Amid the Midterms, Realignments, and Cognitive Dissonance

Bongbong Marcos at a campaign appearance with his senatorial slate, Manila, May 2025 | Photo: Bongbong Marcos on Facebook

In an article by New Mandala, Anthony Lawrence Borja demonstrates that the outcome of the 2025 midterm elections in the Philippines confirmed two trends in the Duterte–Marcos period: the emergence of politics as a three-way fight between the Marcos administration, a resilient Duterte camp, and the traditional liberal opposition.

Defying expectations and previous patterns, in the midterm elections held on 12 May the Filipino electorate generated neither dominance to any single political bloc nor a clear two-way split between administration and opposition candidates.

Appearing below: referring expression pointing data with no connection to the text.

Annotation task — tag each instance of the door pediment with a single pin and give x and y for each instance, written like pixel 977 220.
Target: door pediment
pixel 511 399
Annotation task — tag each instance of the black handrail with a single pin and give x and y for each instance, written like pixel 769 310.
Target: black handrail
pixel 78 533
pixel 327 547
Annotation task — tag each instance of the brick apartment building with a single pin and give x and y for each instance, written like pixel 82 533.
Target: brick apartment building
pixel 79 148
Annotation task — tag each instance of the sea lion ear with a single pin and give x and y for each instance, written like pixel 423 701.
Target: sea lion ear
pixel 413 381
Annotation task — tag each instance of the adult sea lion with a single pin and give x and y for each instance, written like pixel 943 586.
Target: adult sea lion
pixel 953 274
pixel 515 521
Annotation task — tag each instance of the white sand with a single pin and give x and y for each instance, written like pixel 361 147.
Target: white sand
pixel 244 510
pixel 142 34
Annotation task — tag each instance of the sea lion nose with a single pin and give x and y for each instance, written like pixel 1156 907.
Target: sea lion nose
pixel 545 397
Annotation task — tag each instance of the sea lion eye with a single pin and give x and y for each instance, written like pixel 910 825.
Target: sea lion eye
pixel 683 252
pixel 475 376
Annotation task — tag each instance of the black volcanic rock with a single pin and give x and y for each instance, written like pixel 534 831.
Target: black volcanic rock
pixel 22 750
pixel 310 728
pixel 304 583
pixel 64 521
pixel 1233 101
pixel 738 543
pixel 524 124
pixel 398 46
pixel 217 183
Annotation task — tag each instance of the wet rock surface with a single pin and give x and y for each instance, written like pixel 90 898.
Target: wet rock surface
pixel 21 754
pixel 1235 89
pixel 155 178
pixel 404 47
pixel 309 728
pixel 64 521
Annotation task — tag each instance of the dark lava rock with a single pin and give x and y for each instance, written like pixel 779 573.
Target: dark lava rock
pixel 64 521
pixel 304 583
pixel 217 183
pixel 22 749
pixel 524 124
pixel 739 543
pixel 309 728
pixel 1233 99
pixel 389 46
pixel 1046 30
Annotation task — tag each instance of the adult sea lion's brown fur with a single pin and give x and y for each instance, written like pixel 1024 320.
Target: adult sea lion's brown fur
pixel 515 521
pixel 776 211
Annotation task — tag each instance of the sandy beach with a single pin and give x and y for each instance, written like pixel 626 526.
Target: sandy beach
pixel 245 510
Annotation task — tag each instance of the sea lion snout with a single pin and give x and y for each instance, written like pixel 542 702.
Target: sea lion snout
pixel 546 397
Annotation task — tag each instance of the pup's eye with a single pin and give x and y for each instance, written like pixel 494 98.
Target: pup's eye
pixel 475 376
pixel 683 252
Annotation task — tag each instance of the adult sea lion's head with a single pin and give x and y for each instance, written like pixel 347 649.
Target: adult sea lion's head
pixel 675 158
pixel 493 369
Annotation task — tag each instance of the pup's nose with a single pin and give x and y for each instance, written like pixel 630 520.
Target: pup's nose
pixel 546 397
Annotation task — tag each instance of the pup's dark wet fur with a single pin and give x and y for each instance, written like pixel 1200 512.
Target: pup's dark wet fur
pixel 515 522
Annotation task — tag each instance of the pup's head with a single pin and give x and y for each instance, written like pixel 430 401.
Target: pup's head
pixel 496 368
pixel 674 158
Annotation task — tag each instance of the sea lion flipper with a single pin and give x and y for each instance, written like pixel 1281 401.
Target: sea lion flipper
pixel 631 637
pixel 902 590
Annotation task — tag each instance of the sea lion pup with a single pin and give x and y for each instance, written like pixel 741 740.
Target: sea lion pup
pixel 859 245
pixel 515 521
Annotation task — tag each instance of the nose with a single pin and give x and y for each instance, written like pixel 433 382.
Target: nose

Rather, in the context of an increasingly unpopular president opposed by a popular and vitriolic vice-president, the recently concluded 2025 senatorial elections yielded a surprising result, making the road to the 2028 presidential elections less and less predictable. As it stands, Filipino national politics is now a three-way fight between the incumbent Marcos administration, a resilient Duterte camp, and the traditional liberal opposition.

The volatility of such an arrangement is emphasised, not only by the future of the Marcos administration’s legislative agenda but also by the looming impeachment trial of vice president Sara Duterte—a great shadow hanging over the next general elections.

If sovereignty is about constituting the state, then it appears that the sovereign Filipino people just created a complicated battlefield that those just elected must struggle to navigate through if they want their careers to survive by 2028 and beyond.